On Wednesday, the company announced the repurchase of US$69 million worth of 2031 bonds at 13% below face value, capitalizing on a leverage advantage by redeeming the notes at a discount.
The repurchase program is set to continue up to a 20% limit of what is currently on the market, or around US$200 million in Minerva’s case.
Despite reporting a loss of R$1.57 billion in 4Q24, investors welcomed the news of this debt reduction drive and the return outlook for the new plants acquired from Marfrig.
During Thursday’s conference call, Ticle noted that the new facilities are operating at a capacity utilization rate of 65% to 70%, surpassing the 50% level recorded in last year’s fourth quarter. The goal is to reach 75% by mid-September. “We couldn’t operate two plants immediately, and one is still closed because it was taken over in conditions not consistent with Minerva’s standards—a plant in Mato Grosso,” Ticle explained. Investments are underway to bring these facilities up to Minerva’s standards.

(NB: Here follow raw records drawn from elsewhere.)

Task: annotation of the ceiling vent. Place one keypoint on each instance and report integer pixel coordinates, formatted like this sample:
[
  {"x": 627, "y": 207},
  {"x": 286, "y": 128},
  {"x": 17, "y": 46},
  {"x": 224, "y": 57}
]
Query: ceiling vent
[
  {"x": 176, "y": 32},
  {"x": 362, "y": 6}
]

Minerva CEO Fernando Galletti de Queiroz said he remains optimistic about the outlook for South American beef exports. Regarding Brazil, the opening of the Japanese market and upcoming tariffs are on the radar, according to Globo Rural.
Speaking about cattle supply, Ticle remarked that the company still anticipates a normal cattle cycle this year, with a decrease in slaughter volume compared to 2024, but higher than in 2023.
Furthermore, “if we look at feed costs (like corn and soybean meal), we might have a positive surprise in the second feedlot cycle. We’re starting to be more optimistic about how cattle are distributed over the year,” he observed.